Axelrod: GOP Convention Didn't Make the Sale

Obama campaign senior strategist David Axelrod on Friday criticized the Republican convention for doing little “to advance the cause of Mitt Romney,” while saying that next week’s Democratic convention will be less about reintroducing the president and more about “the problems facing the country.”

Speaking on MSNBC’s Morning Joe, Axelrod said the GOP convention had not done enough to make the case for the party’s presidential nominee or the policies that Romney would advance if elected.

“I think that what people were tuning in, hoping to hear, were practical solutions to the challenges that we face,” Axelrod said. “And you know, what they got were some snarky lines about the president, and some gauzy reminiscences of the past and some buzzwords for the base.
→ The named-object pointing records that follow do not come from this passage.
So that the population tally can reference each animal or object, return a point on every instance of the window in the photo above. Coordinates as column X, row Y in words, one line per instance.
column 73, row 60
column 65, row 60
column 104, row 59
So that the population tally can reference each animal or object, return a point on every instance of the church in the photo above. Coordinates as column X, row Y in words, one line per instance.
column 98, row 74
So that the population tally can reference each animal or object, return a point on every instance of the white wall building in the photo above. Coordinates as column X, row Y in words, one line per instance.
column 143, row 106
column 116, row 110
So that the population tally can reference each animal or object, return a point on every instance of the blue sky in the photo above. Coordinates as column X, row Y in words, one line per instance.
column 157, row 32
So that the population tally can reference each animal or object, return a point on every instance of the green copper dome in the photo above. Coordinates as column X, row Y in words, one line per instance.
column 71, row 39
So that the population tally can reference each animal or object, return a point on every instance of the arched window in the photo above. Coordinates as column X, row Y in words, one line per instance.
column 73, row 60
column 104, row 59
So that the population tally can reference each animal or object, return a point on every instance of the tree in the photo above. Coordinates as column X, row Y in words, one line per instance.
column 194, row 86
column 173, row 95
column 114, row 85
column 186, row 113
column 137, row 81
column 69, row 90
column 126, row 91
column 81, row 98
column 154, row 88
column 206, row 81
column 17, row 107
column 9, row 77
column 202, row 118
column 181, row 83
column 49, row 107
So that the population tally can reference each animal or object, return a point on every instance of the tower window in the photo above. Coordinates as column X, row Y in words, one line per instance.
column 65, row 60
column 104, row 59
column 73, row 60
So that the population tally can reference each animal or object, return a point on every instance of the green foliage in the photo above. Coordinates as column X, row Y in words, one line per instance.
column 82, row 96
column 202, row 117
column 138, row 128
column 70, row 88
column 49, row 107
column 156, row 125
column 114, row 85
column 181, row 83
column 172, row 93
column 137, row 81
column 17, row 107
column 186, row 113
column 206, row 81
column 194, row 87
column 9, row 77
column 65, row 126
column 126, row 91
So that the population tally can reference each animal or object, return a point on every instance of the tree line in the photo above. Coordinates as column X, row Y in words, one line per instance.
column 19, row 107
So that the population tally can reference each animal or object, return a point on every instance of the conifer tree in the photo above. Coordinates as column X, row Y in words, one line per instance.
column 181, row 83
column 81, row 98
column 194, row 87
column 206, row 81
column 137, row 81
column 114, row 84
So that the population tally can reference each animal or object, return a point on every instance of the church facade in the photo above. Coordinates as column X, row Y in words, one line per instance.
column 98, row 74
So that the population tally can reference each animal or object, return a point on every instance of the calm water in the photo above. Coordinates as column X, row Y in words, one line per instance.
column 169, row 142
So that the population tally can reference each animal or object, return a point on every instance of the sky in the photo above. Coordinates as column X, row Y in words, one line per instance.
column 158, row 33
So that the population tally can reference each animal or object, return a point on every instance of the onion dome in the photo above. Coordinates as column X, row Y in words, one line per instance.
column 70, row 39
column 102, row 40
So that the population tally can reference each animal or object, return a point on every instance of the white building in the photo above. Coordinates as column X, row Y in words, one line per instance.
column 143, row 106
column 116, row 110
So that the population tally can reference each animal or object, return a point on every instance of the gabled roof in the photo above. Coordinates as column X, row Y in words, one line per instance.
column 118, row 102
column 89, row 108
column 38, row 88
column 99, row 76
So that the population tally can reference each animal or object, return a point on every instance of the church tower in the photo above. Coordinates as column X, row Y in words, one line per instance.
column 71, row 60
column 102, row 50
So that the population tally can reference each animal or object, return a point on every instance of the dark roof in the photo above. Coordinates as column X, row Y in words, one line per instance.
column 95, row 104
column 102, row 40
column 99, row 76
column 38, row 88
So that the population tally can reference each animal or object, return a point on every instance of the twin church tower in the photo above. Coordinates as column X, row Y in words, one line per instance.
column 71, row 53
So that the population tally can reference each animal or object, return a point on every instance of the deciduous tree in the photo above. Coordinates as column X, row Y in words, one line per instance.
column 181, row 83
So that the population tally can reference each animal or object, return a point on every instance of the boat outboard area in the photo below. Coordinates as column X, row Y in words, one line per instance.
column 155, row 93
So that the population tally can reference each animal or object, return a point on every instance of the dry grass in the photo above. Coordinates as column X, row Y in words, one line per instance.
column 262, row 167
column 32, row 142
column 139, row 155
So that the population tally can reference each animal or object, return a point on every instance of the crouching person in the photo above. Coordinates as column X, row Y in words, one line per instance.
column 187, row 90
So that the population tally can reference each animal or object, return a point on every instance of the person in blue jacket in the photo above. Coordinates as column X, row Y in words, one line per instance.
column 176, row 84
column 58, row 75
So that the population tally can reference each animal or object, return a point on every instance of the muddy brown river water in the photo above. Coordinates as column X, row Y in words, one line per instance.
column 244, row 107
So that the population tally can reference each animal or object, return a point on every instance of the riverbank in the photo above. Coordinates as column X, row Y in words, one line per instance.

But what they didn't get were real practical solutions, and what they didn't get were his actual proposals.”

“It felt like open-mike night for 2016 candidates and not a convention that seemed to be promoting Mitt Romney in 2012,” he said later.

In defense of President Obama, Axelrod countered the central message of Romney’s speech on Thursday night—that Election Night in 2008 was the high point of the Obama presidency, and that Americans are not better off now than they were then. 

He pointed to autoworkers who benefited from the bailout, Americans who have benefitted from Obama’s health reform law, troops who have returned from Iraq. “Those were good nights,” Axelrod said.